Types of Privileges - Teradata Database

Teradata Database Administration

Product
Teradata Database
Release Number
15.10
Language
English (United States)
Last Update
2018-10-06
Product Category
Software

Types of Privileges

You can explicitly grant database privileges to users, roles, or databases. Users also gain other privileges without a formal grant. Before you decide which privileges to explicitly grant, make sure you understand the privileges users receive by other means.

 

Privilege

Description

Implicit Privileges

Ownership

Users that own perm space have certain implicit (ownership) privileges on any object contained in the space they own, even if they did not create the object.

Note: You can transfer ownership using the GIVE statement.

Explicit privileges

Automatic

When a user creates a database object, Teradata Database automatically grants privileges to:

  • The creator of the object
  • A newly created user or database
  • GRANT

    You can grant privileges:

  • Directly to a user or database
  • To a role, then GRANT membership in the role to one or more users
  • To an external role, then map the external role to one or more groups of directory users
  • Inherited

    Privileges that a user acquires indirectly.

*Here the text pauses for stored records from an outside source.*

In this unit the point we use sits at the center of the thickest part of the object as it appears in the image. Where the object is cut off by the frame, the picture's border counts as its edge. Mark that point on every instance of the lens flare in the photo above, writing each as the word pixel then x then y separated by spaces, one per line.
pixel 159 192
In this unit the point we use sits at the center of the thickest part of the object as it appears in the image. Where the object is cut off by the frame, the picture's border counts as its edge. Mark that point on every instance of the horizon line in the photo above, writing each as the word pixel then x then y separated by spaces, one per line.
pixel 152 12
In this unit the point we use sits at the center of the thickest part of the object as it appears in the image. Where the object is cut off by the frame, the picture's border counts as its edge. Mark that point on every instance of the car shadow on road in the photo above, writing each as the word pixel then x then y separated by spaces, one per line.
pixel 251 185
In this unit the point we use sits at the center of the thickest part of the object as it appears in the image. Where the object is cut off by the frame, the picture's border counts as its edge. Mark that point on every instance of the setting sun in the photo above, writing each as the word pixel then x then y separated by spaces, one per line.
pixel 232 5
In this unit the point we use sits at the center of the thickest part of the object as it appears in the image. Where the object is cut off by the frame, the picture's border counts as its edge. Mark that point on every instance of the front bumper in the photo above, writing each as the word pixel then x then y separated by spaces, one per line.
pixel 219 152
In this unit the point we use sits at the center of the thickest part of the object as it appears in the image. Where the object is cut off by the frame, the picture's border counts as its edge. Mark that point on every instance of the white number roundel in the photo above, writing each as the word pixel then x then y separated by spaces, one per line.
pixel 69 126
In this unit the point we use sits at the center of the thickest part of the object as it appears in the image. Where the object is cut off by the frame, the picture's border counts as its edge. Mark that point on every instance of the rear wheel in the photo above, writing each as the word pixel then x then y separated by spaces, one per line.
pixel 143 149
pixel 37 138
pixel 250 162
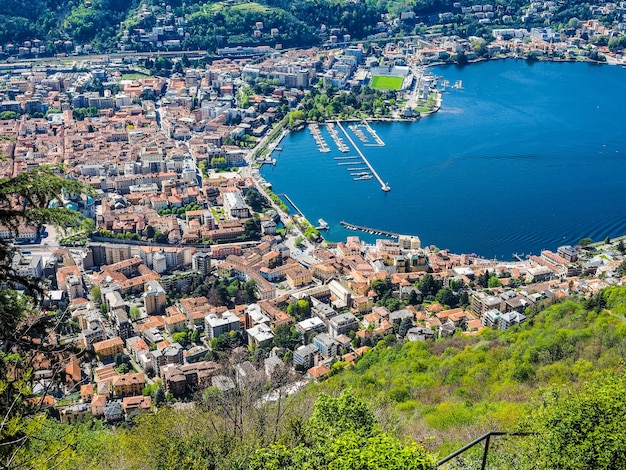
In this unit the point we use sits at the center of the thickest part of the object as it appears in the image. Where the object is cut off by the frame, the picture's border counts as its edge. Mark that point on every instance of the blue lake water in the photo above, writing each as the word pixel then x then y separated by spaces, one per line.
pixel 524 157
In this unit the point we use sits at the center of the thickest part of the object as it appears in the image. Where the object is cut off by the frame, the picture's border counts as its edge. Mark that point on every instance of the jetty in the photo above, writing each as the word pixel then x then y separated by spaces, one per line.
pixel 341 145
pixel 323 225
pixel 373 231
pixel 359 133
pixel 384 186
pixel 300 213
pixel 378 140
pixel 322 146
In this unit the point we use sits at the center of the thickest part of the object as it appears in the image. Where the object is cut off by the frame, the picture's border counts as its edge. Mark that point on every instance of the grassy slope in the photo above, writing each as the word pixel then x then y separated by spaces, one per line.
pixel 447 392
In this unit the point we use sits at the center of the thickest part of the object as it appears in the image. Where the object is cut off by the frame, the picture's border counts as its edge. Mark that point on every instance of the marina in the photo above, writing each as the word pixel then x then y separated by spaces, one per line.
pixel 341 145
pixel 373 231
pixel 372 132
pixel 520 148
pixel 384 186
pixel 359 133
pixel 319 140
pixel 322 225
pixel 293 204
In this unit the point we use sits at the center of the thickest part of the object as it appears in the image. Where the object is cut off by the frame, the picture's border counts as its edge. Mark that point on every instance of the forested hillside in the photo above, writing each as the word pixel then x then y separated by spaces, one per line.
pixel 560 370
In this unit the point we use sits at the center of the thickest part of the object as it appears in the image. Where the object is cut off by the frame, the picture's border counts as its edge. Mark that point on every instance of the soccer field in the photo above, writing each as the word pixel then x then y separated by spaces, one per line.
pixel 390 83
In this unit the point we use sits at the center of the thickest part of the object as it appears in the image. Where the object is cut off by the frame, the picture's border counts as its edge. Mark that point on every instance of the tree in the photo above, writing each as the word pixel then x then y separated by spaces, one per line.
pixel 300 309
pixel 404 327
pixel 181 338
pixel 135 313
pixel 299 242
pixel 446 296
pixel 582 428
pixel 494 282
pixel 25 200
pixel 255 200
pixel 150 232
pixel 343 433
pixel 252 228
pixel 286 336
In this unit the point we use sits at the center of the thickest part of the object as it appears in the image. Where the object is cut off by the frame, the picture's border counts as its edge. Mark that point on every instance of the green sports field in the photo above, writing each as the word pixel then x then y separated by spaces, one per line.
pixel 389 83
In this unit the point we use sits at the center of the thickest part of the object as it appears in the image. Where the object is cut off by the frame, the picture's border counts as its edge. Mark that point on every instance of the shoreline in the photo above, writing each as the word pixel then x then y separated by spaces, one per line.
pixel 390 119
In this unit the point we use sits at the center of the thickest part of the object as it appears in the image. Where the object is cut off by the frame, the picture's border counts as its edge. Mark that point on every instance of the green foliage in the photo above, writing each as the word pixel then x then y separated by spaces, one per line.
pixel 25 199
pixel 387 82
pixel 299 309
pixel 252 228
pixel 466 384
pixel 299 242
pixel 582 428
pixel 344 435
pixel 255 200
pixel 286 336
pixel 135 313
pixel 494 282
pixel 181 337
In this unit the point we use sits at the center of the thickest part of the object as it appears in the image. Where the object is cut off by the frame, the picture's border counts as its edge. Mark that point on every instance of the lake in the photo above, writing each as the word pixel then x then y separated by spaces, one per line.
pixel 524 157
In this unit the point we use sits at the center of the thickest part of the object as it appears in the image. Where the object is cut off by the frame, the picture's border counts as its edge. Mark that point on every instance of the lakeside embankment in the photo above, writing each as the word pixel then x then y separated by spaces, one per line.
pixel 492 173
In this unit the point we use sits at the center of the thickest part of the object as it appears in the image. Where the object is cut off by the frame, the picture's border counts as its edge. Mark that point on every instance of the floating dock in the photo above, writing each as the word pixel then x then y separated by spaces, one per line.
pixel 384 186
pixel 322 146
pixel 323 225
pixel 373 231
pixel 300 213
pixel 372 132
pixel 335 136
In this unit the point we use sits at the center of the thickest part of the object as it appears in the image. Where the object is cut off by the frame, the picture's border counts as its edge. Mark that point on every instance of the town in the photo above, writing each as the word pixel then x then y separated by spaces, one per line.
pixel 192 262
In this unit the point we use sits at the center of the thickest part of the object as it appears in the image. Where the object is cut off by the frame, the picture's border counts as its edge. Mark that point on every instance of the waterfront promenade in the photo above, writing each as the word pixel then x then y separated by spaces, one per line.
pixel 383 185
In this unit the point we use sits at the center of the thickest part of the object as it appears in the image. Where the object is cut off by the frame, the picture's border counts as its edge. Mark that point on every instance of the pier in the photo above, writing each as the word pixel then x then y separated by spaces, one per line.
pixel 384 186
pixel 379 141
pixel 322 146
pixel 374 231
pixel 300 213
pixel 335 136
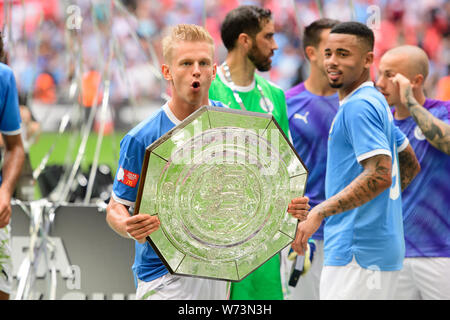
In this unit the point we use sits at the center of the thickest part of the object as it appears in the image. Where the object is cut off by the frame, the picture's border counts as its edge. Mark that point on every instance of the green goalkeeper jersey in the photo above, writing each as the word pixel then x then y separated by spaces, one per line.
pixel 273 99
pixel 265 282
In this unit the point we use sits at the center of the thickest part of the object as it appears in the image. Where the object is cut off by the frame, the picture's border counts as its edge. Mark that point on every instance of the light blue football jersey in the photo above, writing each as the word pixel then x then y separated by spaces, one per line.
pixel 147 265
pixel 310 117
pixel 372 233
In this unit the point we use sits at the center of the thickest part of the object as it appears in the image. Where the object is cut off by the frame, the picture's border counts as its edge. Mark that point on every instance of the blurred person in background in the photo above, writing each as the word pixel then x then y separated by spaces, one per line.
pixel 13 158
pixel 312 106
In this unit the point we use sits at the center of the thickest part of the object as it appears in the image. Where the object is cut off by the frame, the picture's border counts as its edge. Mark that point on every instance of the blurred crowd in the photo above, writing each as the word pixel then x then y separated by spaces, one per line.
pixel 38 37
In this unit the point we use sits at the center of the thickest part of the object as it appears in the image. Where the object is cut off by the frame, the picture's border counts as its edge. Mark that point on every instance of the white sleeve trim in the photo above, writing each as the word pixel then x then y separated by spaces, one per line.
pixel 122 201
pixel 404 145
pixel 373 153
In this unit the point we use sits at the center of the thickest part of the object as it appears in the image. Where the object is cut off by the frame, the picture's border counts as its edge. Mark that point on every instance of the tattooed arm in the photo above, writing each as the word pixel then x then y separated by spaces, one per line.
pixel 375 178
pixel 409 166
pixel 436 131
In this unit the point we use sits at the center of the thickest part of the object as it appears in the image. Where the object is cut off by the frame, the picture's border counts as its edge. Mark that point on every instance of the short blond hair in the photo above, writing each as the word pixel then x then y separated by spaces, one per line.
pixel 184 32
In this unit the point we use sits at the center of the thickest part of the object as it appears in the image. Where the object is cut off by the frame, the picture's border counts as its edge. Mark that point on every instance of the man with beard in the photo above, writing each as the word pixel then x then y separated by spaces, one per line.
pixel 363 235
pixel 312 105
pixel 425 274
pixel 248 34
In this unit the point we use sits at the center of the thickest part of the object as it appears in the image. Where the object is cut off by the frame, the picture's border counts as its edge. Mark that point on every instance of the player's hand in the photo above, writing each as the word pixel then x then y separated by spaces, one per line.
pixel 141 225
pixel 405 89
pixel 299 207
pixel 5 209
pixel 305 230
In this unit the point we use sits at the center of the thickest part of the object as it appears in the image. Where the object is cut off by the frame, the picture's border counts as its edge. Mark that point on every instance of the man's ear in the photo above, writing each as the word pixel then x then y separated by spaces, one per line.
pixel 369 59
pixel 165 70
pixel 244 41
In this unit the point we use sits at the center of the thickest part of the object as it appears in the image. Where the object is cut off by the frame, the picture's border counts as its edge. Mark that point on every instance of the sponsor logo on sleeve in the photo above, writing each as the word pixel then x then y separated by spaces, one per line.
pixel 127 177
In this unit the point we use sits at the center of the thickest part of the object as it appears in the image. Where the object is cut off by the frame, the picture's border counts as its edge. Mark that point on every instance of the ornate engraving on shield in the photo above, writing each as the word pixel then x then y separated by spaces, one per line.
pixel 220 183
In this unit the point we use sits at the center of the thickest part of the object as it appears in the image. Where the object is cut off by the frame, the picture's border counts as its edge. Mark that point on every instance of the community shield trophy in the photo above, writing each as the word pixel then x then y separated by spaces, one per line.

  • All users inherit the privileges of the system-generated user, PUBLIC, a role-like collection of privileges available by default, whether or not they have any other privileges. You can grant additional privileges to PUBLIC.
  • A user inherits all the privileges granted to each role of which the user is a member.
  • Directory users inherit the privileges of the database users and external roles to which they are mapped.
  • Note: The system logs automatic and explicit privileges in exactly the same way, and are indistinguishable as to how they were acquired. All privileges except implicit privileges are stored in the data dictionary in the DBC.AccessRights table, by each user.

    For a detailed discussion of privileges, see “Teradata Database User Privileges” in Chapter 5: “Creating Users and Granting Privileges” in Security Administration.